Round Table

Career: 1956-1959

Year Inducted: 2011

Word of a good racehorse can travel fast and far – as faraway as the oil fields of Ada, Oklahoma. When the news arrived, Travis Mitchell Kerr was intrigued.

By the early 1950s, Travis Kerr’s interest in horse racing had become as large and successful as the family business in the oil industry. Kerr’s stable demonstrated that he was not bashful in spending big money on a racehorse – and he was keen to spend again.

Interestingly, Travis Kerr could have bought Round Table from Bull Hancock’s Claiborne Farm prior to his maiden win.
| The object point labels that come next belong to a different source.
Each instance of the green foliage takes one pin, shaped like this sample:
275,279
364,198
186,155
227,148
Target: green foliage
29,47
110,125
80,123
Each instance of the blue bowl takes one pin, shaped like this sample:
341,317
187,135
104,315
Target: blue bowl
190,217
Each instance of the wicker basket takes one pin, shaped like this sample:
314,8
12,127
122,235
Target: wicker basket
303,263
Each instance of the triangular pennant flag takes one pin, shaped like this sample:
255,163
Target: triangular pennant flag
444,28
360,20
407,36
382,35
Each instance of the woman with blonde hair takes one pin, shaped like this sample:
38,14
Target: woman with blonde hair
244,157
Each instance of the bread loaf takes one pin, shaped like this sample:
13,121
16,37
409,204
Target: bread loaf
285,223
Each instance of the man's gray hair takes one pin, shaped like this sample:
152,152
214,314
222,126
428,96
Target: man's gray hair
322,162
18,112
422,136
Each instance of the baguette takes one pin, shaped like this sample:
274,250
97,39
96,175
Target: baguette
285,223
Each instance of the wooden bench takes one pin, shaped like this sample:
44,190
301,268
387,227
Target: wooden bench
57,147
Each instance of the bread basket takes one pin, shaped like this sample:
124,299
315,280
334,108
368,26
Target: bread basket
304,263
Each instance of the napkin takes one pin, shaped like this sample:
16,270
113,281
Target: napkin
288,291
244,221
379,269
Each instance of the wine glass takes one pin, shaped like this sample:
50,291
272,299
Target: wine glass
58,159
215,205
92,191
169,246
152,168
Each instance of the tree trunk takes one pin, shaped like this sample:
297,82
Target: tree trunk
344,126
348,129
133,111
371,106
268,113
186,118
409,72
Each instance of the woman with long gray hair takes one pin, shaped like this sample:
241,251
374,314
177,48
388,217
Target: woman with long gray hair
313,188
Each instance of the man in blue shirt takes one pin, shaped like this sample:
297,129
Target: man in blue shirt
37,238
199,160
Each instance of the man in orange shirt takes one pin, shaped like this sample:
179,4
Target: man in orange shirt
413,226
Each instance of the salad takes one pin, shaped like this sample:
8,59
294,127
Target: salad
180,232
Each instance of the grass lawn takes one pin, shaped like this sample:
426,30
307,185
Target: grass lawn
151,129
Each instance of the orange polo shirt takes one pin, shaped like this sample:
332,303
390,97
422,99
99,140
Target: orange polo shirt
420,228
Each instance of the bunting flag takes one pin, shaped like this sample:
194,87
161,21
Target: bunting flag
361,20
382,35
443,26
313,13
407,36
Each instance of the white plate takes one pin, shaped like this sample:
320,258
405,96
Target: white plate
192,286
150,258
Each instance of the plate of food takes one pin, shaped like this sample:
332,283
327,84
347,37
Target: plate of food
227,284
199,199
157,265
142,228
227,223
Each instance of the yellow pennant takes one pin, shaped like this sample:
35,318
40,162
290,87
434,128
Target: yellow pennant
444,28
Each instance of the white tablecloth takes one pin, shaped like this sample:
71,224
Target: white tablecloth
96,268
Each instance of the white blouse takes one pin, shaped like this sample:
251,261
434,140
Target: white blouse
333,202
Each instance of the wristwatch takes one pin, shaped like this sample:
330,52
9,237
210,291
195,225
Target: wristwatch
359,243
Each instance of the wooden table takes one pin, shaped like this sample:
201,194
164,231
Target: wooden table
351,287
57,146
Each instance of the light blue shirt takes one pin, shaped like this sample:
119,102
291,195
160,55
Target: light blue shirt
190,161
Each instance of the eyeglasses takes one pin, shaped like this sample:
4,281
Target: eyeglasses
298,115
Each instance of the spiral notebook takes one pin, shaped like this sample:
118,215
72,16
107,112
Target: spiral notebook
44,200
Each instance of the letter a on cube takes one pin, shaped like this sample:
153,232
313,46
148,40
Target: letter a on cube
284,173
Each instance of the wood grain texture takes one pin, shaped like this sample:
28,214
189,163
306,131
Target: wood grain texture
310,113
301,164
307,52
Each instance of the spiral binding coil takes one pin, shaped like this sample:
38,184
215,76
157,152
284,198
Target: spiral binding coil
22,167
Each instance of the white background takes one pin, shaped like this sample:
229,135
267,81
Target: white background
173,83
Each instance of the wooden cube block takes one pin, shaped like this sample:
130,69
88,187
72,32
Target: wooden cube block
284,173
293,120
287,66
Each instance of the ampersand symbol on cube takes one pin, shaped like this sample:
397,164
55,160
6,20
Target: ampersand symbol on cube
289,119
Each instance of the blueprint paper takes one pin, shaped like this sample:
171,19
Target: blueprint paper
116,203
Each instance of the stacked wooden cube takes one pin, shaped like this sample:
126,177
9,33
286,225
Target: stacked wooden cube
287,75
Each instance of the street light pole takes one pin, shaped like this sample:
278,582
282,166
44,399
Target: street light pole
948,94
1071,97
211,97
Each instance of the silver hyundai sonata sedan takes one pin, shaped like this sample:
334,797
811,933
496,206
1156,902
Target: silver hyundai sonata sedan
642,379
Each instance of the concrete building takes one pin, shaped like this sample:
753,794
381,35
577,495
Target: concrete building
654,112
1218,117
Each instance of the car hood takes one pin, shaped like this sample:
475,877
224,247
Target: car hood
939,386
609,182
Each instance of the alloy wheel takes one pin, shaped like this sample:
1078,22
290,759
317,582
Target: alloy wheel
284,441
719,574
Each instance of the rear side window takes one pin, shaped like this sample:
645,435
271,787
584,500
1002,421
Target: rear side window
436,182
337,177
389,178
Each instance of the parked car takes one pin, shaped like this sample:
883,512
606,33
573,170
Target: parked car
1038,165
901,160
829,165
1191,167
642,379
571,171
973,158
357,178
However, his trainer Bill Molter felt the asking price of $40,000 was too high.

At age three, with Bull Hancock retaining 20% ownership, Round Table was reportedly purchased for roughly $175,000 just seconds before the gates opened for his 12th lifetime start, a race in which he finished sixth. He would redeem himself in his next start however, winning by six lengths!

Round Table won the Bluegrass Stakes in 1957 before finishing third in the Kentucky Derby. Later that spring at Hollywood Park, Round Table won the Will Rogers Stakes and began an amazing run of 24 wins in 26 races.
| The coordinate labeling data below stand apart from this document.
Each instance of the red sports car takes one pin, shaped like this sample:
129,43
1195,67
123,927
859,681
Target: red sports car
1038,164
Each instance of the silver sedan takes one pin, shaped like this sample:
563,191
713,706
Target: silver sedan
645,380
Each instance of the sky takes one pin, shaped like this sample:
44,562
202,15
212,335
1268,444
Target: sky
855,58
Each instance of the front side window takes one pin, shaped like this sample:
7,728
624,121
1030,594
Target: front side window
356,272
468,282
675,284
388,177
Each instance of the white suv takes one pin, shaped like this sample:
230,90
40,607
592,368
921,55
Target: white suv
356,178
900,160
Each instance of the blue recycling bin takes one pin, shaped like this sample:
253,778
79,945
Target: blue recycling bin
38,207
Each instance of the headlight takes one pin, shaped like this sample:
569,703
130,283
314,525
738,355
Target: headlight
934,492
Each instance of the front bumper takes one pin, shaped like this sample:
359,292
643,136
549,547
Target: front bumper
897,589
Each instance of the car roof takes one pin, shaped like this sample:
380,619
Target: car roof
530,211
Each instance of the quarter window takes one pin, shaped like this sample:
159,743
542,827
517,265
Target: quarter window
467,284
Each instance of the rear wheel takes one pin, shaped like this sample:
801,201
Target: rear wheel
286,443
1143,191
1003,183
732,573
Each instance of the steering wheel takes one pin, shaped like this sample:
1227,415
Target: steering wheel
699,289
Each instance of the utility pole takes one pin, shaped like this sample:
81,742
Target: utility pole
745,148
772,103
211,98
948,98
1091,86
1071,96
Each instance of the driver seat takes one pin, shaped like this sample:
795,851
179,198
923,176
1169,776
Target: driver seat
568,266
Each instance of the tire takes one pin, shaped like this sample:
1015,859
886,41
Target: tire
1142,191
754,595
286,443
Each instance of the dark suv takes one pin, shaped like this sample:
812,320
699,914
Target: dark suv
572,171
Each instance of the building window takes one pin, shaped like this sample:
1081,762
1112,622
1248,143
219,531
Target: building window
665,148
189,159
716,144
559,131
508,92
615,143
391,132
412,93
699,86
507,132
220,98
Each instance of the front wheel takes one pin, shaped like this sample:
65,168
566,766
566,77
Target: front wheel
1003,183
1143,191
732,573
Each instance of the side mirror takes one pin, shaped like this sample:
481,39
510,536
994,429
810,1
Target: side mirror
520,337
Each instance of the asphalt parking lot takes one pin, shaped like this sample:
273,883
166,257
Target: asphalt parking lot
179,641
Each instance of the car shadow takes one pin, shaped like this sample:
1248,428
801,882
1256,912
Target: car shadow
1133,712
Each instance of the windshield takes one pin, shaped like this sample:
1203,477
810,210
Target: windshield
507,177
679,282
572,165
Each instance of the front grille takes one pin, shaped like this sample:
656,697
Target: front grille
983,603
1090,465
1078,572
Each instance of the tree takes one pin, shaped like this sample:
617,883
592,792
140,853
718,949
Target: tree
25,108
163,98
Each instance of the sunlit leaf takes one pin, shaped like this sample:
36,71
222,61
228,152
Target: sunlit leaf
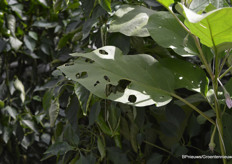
211,27
110,75
168,33
131,20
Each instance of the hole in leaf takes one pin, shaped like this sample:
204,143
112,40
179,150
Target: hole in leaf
97,82
110,89
107,78
161,97
103,52
122,84
132,98
89,61
81,75
68,64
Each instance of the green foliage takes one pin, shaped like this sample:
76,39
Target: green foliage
142,85
211,30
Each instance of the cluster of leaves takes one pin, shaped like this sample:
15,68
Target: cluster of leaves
50,118
172,76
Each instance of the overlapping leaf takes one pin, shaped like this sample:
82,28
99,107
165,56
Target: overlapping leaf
168,33
213,28
131,20
137,80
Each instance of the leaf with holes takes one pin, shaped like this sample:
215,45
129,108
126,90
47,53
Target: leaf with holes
166,3
168,33
136,79
131,21
187,75
213,28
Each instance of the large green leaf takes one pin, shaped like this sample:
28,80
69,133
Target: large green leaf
168,33
137,79
213,28
187,75
201,5
131,20
166,3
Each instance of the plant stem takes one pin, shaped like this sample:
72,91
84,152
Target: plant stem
193,107
217,105
228,70
202,57
156,146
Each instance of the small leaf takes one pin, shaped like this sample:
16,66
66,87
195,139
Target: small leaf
20,87
47,99
53,112
12,112
29,42
101,148
30,124
64,40
33,35
155,158
71,136
11,22
15,43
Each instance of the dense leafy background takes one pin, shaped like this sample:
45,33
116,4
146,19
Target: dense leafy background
47,118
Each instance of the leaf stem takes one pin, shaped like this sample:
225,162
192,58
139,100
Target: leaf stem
202,57
228,70
156,146
193,107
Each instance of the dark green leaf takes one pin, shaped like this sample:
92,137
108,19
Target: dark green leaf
2,45
94,112
117,156
11,22
45,24
30,124
70,135
59,148
101,148
155,158
83,95
15,43
131,20
30,43
47,99
12,112
53,112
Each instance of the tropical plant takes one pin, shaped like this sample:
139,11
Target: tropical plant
146,82
142,80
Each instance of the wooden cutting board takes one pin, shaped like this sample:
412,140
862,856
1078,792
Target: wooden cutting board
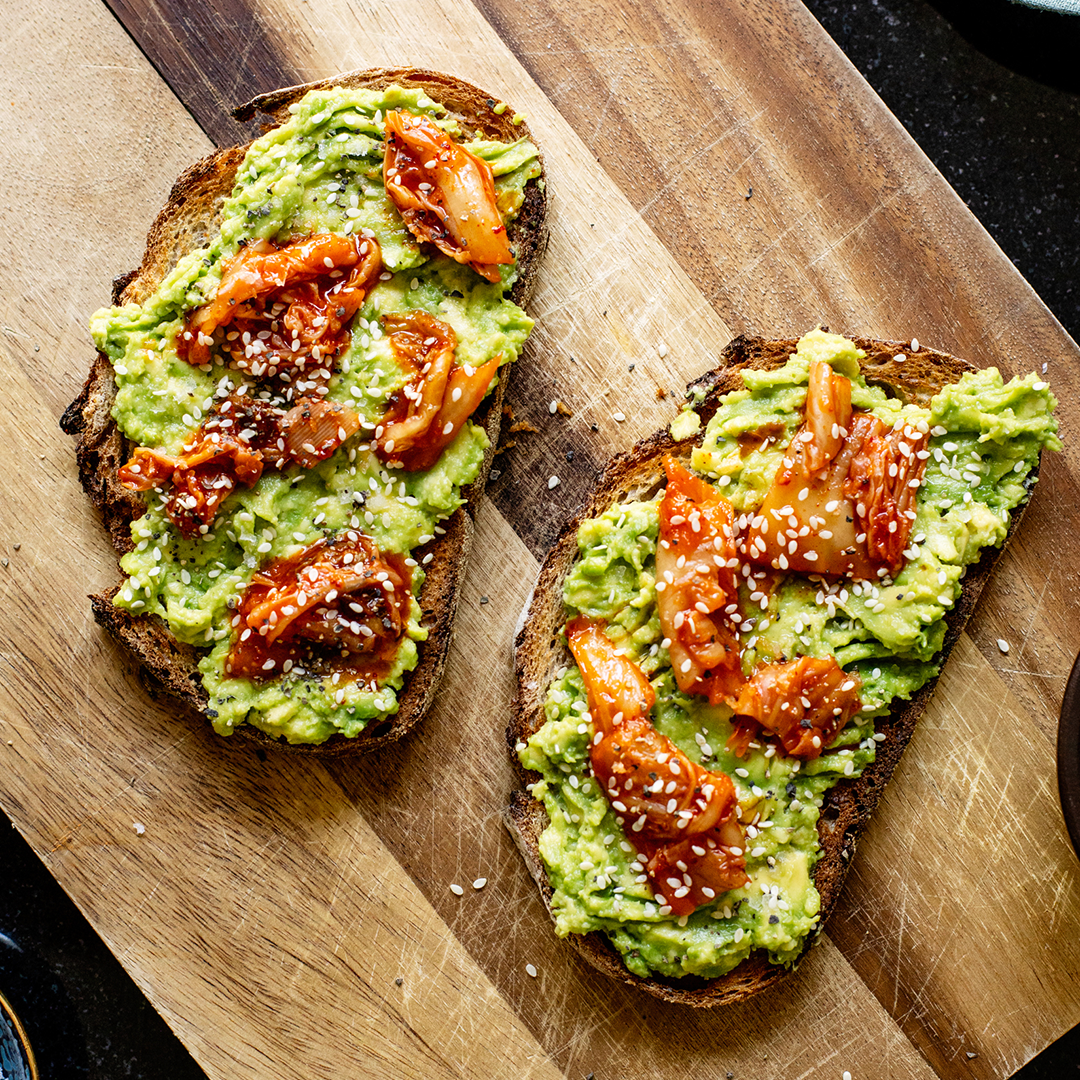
715,169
Round Table won many of the most prestigious stakes events from coast to coast, over both main tracks and turf courses. Known as “The Little Machine,” the 950-pound bay horse more than paid for his purchase price. He retired having won 43 of 66 races, 31 of them stakes events. He had eight more seconds and five thirds. Round Table didn’t just win his races, he managed to shatter records more often than not. During the final three years of his career, he set or equaled track or course records at nine different venues in the United States with three of those marks setting new American records. He also managed to win at distances from as short as four furlongs to as long as 1-5/8 miles!

Round Table’s total earnings reached $1,749,869, an astounding figure considering it was late 1950s purse money. Similar success in modern racing would catapult the figure much higher, possibly towards the $10 million-mark.
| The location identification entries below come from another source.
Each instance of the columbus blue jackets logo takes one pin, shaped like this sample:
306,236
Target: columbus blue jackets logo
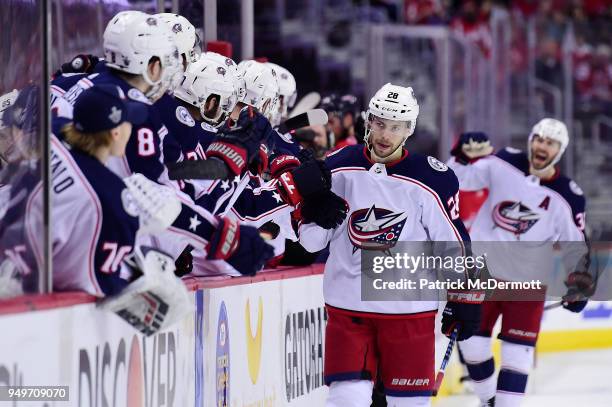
514,217
375,228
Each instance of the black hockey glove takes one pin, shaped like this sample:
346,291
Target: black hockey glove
463,309
82,63
580,286
240,245
471,146
239,145
324,208
184,262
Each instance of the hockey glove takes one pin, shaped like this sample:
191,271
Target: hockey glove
310,178
82,63
239,245
283,163
156,299
325,209
580,286
184,262
238,145
156,206
471,146
463,309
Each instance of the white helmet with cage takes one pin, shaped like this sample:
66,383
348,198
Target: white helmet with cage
185,35
552,129
261,87
233,67
206,80
132,38
287,93
393,102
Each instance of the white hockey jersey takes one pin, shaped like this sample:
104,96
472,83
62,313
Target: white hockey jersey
414,199
527,213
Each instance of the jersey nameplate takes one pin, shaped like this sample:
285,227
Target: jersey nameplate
129,204
138,96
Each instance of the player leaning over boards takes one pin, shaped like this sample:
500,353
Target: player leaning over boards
381,179
529,200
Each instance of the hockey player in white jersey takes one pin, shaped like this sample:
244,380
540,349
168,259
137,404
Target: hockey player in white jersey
529,201
391,339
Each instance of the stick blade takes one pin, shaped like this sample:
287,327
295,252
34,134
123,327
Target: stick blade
210,169
438,383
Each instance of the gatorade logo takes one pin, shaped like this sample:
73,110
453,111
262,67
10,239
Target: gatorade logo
254,341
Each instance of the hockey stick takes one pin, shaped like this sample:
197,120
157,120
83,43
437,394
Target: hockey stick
200,169
309,101
447,355
310,118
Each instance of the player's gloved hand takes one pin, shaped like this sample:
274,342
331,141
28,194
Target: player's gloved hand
184,262
155,298
237,145
470,146
325,209
580,286
309,178
462,309
282,163
240,245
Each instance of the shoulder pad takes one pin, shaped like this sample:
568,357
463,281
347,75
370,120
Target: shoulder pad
570,191
138,96
436,164
183,116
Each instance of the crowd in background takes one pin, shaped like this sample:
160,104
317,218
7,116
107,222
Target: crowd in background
591,21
Round Table was voted Horse of the Year in 1958, as well as the Champion Older Horse in both 1958 & 1959. He was also voted the Champion Grass Horse for three successive years: 1957-1959.

After his racing career, Round Table returned to where he was born, standing stud at Claiborne Farm in Lexington, Kentucky where he became a very popular and prolific stallion, literally saving the historic farm in the process. He was the leading North American stallion in 1972 with his offspring winning major races beyond the United States. Round Table sired English and Irish Champion Apalachee and Canadian Horse of the Year He’s A Smoothie. Queen Elizabeth II even made a special point of visiting Round Table during her tour of Kentucky in 1984.

Round Table is ranked 17th of the Top 100 Racehorses of the 20th Century and was inducted into the National Museum of Racing Hall of Fame in 1972.

Round Table’s connection to Oklahoma is the story of an investment spun from black gold that proved to be good as gold.